Finding the right defensive strategy is contingent on understanding how attackers are targeting cloud environments. To be successful, you need the ability to correlate security events with indicators of attack, based on real-time threat intelligence and telemetry from across your cloud estate and on-prem environment.
Only then can you put this data into action, identifying the shifts in adversarial tactics to better understand how an adversary will target an organization and to prevent threats in real time.
Taking an adversary-focused approach arms security and incident response (IR) teams with a higher level of context about the situation they are facing. By leveraging threat intelligence and mixing it with continuous visibility, organizations can better defend their assets.
Pre-runtime and compliance data alone will not provide IR teams with the type of comprehensive data they need — they require as much data as possible to support their investigations and get a complete picture of what is happening.
Elements of an Adversary-Focused Approach:
Integrated threat intelligence is key. A proactive security strategy for today’s cloud begins with studying the tactics, techniques and procedures (TTPs) that threat actors are executing in hybrid environments. Only then can security teams turn their attention to preventing cloud breaches.
Visibility is critical. Organizations need to know how many cloud assets exist and where they reside. When all the dark corners have been lit, threat intelligence can lay the foundation for relevant insights. If an attacker is taking advantage of a lack of outbound communication restrictions to exfiltrate data, organizations have to be able to detect that and enforce policies to block it.
The principle of least privilege should be a governing idea of any security strategy, particularly one being applied to a cloud environment where the concept of the traditional perimeter is essentially nonexistent. Knowing how threat actors are trying to access cloud resources better positions organizations to lock down cloud applications and resources and reduce risk.
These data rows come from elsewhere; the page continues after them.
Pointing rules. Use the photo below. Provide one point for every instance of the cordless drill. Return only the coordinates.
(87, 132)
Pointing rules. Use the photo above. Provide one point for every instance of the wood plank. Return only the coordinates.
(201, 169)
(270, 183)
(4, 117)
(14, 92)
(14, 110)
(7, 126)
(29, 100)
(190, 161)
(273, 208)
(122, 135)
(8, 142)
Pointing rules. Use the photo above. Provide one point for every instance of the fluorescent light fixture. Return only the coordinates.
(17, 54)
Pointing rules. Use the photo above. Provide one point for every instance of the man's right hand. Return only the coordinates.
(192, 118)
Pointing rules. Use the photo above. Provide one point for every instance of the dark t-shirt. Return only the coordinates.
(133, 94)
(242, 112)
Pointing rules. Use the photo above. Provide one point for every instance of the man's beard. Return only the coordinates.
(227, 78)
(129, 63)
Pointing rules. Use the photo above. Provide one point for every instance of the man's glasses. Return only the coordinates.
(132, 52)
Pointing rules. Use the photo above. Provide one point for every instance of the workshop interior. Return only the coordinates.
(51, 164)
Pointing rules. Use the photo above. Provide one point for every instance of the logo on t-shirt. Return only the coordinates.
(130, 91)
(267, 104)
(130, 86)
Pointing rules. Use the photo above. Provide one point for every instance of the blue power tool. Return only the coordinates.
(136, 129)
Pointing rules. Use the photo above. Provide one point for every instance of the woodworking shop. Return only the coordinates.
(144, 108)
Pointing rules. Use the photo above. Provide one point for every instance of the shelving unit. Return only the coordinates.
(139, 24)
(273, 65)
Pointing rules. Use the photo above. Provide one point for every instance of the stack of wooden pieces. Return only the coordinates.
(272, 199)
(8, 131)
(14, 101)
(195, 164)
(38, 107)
Cloud hygiene is a simple step that can go a long way in defending against modern attackers. Businesses operating in the cloud should clarify security responsibility so both the vendor and security teams know how to apportion monitoring tasks. Access management is a key part of this as well; not everyone needs access to all cloud environments at all times. IT and security teams must also understand the need to protect applications during coding and run time but need to do so at the speed of DevOps.
Automation is another key pillar of an adversary-focused approach to today’s security solutions. Given the thousands of attack surfaces that cloud environments work with, automation is necessary to monitor and remediate solutions at scale.
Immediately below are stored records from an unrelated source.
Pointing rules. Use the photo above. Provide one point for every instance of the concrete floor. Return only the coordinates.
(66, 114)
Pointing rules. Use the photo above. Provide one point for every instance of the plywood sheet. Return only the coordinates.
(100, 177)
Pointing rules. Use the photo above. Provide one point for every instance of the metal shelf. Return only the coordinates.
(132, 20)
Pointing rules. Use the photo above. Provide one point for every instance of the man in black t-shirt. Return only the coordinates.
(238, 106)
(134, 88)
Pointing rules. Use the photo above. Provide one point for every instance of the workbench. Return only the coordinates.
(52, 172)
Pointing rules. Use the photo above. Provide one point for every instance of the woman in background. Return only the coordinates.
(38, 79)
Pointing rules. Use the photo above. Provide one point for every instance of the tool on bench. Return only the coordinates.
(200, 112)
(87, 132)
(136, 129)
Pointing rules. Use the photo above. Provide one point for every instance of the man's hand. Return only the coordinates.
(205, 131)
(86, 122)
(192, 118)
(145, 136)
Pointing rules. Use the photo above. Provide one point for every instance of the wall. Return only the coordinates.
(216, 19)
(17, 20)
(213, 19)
Security teams need to ensure that the secure thing to do is the easy thing to do by allowing DevOps to actively participate without friction, and automation is a critical component to making that happen.
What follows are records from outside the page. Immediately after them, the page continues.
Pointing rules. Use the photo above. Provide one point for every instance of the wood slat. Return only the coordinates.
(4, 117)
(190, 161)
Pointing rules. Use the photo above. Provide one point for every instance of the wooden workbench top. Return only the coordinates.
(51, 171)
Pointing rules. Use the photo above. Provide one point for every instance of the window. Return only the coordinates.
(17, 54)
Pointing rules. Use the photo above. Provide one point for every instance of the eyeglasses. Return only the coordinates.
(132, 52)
Make the Secure Thing to Do the Easy Thing to Do
Thinking like an attacker and knowing their tactics, techniques and procedures is a fundamental part of protecting IT infrastructure. The attack surface of the cloud — with its dynamic mix of containers, virtual machines, microservices and more — is complex and growing. With attackers circling, it would be a mistake for organizations to focus on the cloud less than attackers do.
Attacks are not always direct; sometimes, adversaries strike the on-premises environment first and then go after cloud resources. In a hybrid IT world, organizations need to be able to extend the security controls protecting their on-premises environment beyond to the cloud to maintain consistency and compliance.